Community
    • Login

    Regex: Add html tags in the lines that doesn't have html tags

    Scheduled Pinned Locked Moved Help wanted · · · – – – · · ·
    12 Posts 2 Posters 3.6k Views 1 Watching
    Loading More Posts
    • Oldest to Newest
    • Newest to Oldest
    • Most Votes
    Reply
    • Reply as topic
    Log in to reply
    This topic has been deleted. Only users with topic management privileges can see it.
    • Robin CruiseR Offline
      Robin Cruise
      last edited by

      I have this paragraph. Also, I have a line I need someone to take me home. that doesn’t have html tags. So, I need to find this line (not others) and frame it between tags

      <!-- START -->
      
      <p class="mb-40px">I may go to cinema</p>
      
      I need someone to take me home.
      
      <p class="mb-40px">I can love you now</p>
      
      <!-- FINAL -->
      

      OUTPUT:

      <!-- START -->
      
      <p class="mb-40px">I may go to cinema</p>
      
      <p class="mb-40px">I need someone to take me home.</p>
      
      <p class="mb-40px">I can love you now</p>
      
      <!-- FINAL -->
      

      I don’t know why my regex doesn’t work.

      FIND: ^(?!<p class="mb-40px">)(.*?)((?!</p>).)*$

      REPLACE: <p class="mb-40px">\2\</p>

      Robin CruiseR 1 Reply Last reply Reply Quote 0
      • Robin CruiseR Offline
        Robin Cruise @Robin Cruise
        last edited by Robin Cruise

        This post is deleted!
        1 Reply Last reply Reply Quote 0
        • Robin CruiseR Offline
          Robin Cruise
          last edited by

          ok, so, I believe, I took a step forward. Seems t work.

          FIND: ^(?!<p class="mb-40px">)(([a-zA-Z-].+))((?!</p>).)*$

          REPLACE BY: <p class="mb-40px">\2</p>

          Now, I have to integrate this regex between section:
          <!-- START --> and <!-- FINAL -->

          I will use this generic formula:

          (?s)(?-i:REGION-START.+?">|\G(?!^))((?!REGION-FINAL).)*?\KFIND REGEX

          will become:

          FIND: (?s)(?-i:<\!-- START -->.+?">|\G(?!^))((?!<\!-- FINAL -->).)*?\K^(?!<p class="mb-40px">)(([a-zA-Z-].+))((?!</p>).)*$

          REPLACE: <p class="mb-40px">\2</p>

          In this case, is not very very good. Something not work too good at this final regex. Maybe @guy038 have a better opinion

          1 Reply Last reply Reply Quote 0
          • guy038G Offline
            guy038
            last edited by guy038

            Hello @robin-cruise and All,

            No need to use the generic formula !

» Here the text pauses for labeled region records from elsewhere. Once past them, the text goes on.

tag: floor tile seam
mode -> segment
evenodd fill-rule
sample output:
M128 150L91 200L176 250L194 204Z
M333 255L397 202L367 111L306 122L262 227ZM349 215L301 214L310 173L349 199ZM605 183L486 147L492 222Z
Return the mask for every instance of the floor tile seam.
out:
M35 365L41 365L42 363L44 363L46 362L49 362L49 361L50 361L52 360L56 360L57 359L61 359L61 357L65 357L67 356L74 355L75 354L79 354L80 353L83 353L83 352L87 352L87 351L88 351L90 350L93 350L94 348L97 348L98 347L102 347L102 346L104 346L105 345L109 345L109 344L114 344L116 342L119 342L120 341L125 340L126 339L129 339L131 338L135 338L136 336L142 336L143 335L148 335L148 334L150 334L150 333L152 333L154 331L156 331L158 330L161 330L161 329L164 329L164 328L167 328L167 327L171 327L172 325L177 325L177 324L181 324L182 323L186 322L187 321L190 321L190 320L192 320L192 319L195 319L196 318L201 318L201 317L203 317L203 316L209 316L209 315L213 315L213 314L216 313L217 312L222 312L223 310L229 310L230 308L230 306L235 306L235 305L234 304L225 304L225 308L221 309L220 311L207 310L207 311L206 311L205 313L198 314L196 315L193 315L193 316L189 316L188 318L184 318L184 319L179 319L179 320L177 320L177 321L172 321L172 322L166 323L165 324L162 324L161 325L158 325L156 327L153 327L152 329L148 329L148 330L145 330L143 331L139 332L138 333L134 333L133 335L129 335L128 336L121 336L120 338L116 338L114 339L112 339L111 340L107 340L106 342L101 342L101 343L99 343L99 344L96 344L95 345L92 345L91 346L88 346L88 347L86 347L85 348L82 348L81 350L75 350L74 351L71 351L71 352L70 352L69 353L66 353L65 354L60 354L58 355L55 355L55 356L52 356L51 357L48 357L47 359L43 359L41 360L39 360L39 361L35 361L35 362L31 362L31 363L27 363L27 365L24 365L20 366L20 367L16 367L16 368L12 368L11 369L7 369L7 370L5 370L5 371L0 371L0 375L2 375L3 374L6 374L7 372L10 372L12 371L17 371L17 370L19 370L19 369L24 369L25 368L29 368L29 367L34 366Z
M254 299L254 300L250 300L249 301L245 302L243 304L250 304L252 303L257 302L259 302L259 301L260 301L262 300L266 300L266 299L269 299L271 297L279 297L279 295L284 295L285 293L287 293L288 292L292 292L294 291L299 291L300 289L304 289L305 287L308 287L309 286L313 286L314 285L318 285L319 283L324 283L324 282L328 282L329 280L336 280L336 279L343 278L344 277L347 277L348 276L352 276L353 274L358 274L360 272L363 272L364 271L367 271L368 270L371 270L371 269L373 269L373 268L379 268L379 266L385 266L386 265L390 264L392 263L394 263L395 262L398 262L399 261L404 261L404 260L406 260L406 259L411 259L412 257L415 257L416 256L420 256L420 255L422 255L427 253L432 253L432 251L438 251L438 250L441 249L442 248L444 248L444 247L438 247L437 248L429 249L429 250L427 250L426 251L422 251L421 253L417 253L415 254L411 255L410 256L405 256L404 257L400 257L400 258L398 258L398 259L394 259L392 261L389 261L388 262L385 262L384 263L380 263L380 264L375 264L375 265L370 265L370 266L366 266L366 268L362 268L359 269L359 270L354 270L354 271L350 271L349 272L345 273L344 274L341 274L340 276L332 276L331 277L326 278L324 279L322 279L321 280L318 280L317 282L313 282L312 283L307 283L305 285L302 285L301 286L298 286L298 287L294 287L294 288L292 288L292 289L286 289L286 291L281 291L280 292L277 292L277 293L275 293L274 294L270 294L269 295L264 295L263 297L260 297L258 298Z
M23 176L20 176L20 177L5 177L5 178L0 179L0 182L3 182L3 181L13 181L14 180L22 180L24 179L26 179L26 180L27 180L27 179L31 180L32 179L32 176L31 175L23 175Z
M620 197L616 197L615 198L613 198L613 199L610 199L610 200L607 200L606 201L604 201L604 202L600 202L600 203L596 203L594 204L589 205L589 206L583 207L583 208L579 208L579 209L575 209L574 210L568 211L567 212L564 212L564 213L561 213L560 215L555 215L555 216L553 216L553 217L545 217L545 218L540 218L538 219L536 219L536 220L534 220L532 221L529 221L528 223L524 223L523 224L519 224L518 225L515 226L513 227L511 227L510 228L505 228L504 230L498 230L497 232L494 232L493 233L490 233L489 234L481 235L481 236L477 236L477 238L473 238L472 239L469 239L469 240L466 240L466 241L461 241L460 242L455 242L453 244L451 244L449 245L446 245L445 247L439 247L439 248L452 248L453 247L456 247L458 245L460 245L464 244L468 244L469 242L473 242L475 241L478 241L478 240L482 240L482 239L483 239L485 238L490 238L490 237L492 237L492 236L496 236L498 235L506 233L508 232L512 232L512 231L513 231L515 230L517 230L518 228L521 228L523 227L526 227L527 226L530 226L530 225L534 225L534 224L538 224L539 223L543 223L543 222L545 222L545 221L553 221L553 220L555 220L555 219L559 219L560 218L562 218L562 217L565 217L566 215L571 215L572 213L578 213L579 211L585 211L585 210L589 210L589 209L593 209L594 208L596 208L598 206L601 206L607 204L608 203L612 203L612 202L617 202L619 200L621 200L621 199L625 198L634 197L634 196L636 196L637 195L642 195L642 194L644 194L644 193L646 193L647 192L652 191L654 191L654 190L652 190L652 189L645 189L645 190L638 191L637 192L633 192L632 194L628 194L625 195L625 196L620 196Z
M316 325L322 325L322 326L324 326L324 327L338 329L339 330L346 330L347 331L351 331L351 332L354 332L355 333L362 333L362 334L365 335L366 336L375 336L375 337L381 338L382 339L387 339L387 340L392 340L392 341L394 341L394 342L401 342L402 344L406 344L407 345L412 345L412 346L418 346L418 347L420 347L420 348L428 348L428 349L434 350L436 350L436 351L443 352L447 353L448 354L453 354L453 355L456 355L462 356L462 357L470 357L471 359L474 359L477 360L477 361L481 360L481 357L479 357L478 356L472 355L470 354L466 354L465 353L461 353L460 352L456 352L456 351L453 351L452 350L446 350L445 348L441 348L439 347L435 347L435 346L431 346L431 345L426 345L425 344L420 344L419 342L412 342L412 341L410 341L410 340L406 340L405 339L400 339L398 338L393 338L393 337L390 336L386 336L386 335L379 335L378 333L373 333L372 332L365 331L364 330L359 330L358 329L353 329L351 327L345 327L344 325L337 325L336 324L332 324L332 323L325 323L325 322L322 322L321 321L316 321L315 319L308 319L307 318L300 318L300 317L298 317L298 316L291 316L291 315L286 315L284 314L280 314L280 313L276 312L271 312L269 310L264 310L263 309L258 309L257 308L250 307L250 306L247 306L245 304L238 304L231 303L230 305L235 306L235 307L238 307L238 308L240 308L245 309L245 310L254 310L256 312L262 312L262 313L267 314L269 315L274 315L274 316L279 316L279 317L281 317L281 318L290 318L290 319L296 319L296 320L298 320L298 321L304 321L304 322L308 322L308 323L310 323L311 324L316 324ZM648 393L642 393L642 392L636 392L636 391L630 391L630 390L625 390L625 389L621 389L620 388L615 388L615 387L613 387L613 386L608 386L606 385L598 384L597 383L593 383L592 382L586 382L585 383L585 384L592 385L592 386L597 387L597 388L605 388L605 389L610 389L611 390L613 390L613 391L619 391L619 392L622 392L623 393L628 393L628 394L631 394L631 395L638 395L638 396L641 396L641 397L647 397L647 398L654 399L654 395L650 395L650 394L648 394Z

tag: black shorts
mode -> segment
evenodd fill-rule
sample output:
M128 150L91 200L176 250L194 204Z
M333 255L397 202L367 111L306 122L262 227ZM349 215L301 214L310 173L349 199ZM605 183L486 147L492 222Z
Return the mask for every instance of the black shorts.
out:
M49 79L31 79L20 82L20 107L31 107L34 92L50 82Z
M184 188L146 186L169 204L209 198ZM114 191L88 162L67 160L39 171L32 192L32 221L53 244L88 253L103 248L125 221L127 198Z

            Here is my general method :

            • From beginning of current line, I try to find a line which does not contain :

              • A string <!-- START --> at any position of current line
                AND
              • A string <!-- FINAL --> at any position of current line
                AND
                (
              • A tag <p class="mb-40px"> at any position of current line
                OR
              • A tag </p> at any position of current line
                )
            • Then I select all characters, of current line, which come :

              • After a possible <p class="mb-40px"> tag

              • Before a possible </p> tag


            So, given this INPUT text, below, with 3 lines to change :

            <!-- START -->
            
            <p class="mb-40px">I may go to cinema</p>
            
            I need someone to take me home.
            
            <p class="mb-40px">I may go to cinema</p>
            
            I need someone to take me home.</p>
            
            <p class="mb-40px">I may go to cinema</p>
            
            <p class="mb-40px">I need someone to take me home.
            
            <p class="mb-40px">I can love you now</p>
            
            <!-- FINAL -->
            

            I use the following regex S/R :

            SEARCH (?-is)^(?!.*<!-- START -->)(?!.*<!-- FINAL -->)(?:(?!.*<p class)|(?!.*</p>))(?:<p class="mb-40px">)?(?|(.+)</p>|(.+))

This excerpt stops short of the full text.